Dettes africaines et créances chinoises. Donner du sens à un conflit
Thierry Pairault
Annuaire français de relations internationales, 2024, p. 263-277

Voir à https://doi.org/10.3917/epas.ferna.2024.01.0263

Résumé

La Chine, nous dit-on, se serait lancée dans une diplomatie de l’endettement et aurait tendu un piège dans lequel seraient tombés les pays en développement – soit une « debt-trap diplomacy » pour citer Brahma Chellaney. Cette vision a fait florès au sein de l’administration Trump, qui l’a ipso facto constituée en une vérité acceptée, à défaut d’être avérée. Cette interprétation purement politique est encouragée par la difficulté à évaluer l’endettement des pays en développement à l’égard de la Chine, difficulté résultant tant du flou des données statistiques que des interprétations approximatives et de la terminologie jargonnesque employée. Alors que la Banque mondiale commence à diffuser plus systématiquement des données statistiques apparemment fiables, autorisant donc une réflexion plus nuancée et moins politique, la Chine les instrumentalise à son tour et politise son discours en revendiquant une désoccidentalisation de la gouvernance mondiale.

Abstract

African debts and Chinese receivables.
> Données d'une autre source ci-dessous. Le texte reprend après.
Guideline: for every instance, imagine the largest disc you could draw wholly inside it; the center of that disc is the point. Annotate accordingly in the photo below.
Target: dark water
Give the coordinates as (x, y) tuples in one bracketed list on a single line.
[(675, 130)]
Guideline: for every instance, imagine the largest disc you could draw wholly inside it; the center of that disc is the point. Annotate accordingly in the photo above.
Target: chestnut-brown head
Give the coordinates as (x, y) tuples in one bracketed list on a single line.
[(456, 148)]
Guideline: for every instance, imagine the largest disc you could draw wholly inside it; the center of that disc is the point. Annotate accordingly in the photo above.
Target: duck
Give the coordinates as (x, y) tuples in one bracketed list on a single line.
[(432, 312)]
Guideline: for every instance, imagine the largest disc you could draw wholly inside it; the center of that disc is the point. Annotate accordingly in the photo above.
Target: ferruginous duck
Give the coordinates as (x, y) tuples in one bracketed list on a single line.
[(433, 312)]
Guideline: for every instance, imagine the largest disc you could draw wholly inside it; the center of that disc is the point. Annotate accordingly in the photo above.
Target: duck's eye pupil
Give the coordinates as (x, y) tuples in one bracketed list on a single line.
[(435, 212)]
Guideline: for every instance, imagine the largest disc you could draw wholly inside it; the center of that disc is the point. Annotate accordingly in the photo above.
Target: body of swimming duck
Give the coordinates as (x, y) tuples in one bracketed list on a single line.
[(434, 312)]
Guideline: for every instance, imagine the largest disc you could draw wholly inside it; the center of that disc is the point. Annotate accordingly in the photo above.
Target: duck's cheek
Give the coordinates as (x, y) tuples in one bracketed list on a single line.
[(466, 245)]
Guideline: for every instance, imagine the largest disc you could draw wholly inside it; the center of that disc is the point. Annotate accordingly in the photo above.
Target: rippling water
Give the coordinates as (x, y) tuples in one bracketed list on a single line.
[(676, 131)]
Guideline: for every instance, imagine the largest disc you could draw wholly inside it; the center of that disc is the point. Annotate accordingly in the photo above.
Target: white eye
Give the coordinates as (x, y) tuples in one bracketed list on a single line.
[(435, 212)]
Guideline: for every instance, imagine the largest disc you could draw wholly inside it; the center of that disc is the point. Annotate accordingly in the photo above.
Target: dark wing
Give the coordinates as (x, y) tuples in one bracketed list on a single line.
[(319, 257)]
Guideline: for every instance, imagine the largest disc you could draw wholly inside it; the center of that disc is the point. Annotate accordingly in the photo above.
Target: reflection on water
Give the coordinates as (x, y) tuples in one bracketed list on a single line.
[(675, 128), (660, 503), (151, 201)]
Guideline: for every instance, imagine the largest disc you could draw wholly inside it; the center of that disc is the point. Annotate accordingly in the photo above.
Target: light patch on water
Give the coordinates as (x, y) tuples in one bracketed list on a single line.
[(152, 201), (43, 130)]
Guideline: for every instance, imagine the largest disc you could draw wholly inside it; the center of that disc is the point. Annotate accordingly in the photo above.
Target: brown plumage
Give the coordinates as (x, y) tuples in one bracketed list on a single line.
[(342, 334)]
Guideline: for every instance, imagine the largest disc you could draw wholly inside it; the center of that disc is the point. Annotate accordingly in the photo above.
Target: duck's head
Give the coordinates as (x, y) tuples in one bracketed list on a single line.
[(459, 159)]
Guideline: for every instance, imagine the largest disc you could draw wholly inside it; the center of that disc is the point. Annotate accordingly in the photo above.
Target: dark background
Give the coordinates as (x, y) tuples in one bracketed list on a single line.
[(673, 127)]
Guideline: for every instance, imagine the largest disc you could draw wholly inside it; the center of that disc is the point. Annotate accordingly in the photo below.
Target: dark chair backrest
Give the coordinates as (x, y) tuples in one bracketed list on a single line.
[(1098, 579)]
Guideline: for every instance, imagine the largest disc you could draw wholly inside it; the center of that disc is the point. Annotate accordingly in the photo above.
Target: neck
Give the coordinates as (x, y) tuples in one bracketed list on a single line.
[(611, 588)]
Making sense of a conflict. China, it is argued, has embarked on a debt diplomacy, and has set a trap for developing countries to fall into – a “debt-trap diplomacy” to quote Brahma Chellaney. This vision has been widely adopted by the Trump administration, which has ipso facto made it an accepted truth even if it is not proven. This purely political interpretation is supported by the difficulty of assessing the indebtedness of developing countries to China, a difficulty resulting from the vagueness of the statistical data, the ambiguous interpretations and the terminological jargon used. And while the World Bank is beginning to disseminate apparently reliable statistical data more systematically, thus allowing for more nuanced and less political reflection, China is in turn instrumentalizing them and politicizing its discourse by claiming a de-Westernization of global governance.